Her book ‘Mindset; The New Psychology of Success’ outlines two ways of thinking and viewing yourself and the world:
Fixed Mindset – The belief that skills, talents, and capabilities are predetermined, finite and therefore cannot be developed. You either have a talent, or you don’t, and the same applies to other people.
Growth Mindset – The belief that talents and abilities can be developed over time, that there is a potential to foster new skills in yourself and others.
Leaders who have adopted a growth mindset believe that they can and will get better at what they do, with learning and experience over time. They see failure as an opportunity that could lead to mastery, and take full responsibility for their own learning.
In contrast, leaders with a fixed mindset experience an urgency to prove themselves.

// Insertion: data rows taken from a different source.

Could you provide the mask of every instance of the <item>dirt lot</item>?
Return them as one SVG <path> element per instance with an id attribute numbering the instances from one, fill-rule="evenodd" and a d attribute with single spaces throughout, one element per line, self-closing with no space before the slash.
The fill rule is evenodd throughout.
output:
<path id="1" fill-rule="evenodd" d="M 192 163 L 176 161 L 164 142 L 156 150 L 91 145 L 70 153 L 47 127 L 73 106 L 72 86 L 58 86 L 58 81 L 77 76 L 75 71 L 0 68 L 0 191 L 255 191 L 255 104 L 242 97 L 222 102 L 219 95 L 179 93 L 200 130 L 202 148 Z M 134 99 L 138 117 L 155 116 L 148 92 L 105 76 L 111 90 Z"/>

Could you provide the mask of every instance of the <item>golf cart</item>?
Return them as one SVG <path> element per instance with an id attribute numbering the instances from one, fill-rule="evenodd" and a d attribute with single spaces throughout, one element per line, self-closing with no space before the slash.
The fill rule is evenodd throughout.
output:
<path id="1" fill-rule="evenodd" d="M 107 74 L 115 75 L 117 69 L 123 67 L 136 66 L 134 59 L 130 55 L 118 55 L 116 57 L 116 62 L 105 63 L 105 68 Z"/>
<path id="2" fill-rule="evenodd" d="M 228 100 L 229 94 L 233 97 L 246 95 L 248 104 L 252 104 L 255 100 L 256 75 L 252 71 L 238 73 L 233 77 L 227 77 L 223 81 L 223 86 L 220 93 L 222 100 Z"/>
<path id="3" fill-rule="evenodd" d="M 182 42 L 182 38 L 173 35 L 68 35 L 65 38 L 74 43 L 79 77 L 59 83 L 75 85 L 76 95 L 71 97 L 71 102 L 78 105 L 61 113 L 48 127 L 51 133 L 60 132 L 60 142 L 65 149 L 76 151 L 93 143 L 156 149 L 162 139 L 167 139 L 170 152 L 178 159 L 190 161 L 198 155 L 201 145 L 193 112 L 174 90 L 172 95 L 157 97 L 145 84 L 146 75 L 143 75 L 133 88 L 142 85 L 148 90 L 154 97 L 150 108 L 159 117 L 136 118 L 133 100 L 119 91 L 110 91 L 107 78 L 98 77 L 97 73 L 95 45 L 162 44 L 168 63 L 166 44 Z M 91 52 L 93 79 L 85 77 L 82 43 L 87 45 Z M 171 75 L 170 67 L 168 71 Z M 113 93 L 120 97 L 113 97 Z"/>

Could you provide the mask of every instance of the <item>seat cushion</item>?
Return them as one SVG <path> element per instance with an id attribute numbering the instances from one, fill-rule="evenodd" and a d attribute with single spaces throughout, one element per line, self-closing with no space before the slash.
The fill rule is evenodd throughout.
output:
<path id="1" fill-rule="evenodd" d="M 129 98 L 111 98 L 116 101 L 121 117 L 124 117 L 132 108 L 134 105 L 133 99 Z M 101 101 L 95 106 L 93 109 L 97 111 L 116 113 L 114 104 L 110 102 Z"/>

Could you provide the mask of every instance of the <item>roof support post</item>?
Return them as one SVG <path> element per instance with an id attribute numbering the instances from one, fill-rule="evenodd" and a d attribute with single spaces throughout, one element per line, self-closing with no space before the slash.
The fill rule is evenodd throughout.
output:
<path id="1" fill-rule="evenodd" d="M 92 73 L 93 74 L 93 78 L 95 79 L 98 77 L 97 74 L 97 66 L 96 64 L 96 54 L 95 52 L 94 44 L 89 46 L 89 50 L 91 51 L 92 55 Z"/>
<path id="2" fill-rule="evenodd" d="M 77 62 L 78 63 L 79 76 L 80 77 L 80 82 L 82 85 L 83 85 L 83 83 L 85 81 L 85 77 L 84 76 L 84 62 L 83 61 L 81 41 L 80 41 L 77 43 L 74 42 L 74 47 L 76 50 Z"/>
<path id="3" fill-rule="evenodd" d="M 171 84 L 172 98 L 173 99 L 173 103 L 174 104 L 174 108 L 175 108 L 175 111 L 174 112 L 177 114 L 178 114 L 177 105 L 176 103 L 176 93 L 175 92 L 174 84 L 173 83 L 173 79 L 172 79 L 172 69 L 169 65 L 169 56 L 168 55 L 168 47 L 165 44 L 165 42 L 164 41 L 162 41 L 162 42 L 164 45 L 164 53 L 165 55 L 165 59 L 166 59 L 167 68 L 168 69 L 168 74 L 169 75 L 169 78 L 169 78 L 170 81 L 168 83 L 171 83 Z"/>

They avoid situations with a high likelihood of failure because success depends upon protecting and their fixed qualities and concealing their deficiencies. When failure does occur, the focus is on rationalizing the failure rather than learning from it.
What is your prevailing mindset?
These mindsets apply to how you think about yourself, and also how you think about others, and they shape how you respond to the world. Adopting a growth mindset and believing that your skills, talents, and capabilities can be cultivated and developed will not only fast-track your growth and potential, it will also develop those around you.
As Dweck says, ‘Mindset are just beliefs. They’re powerful beliefs, but there just something on your mind, and you can change your mind.’
What mindset are you operating from today? What would be the most useful mindset to adopt?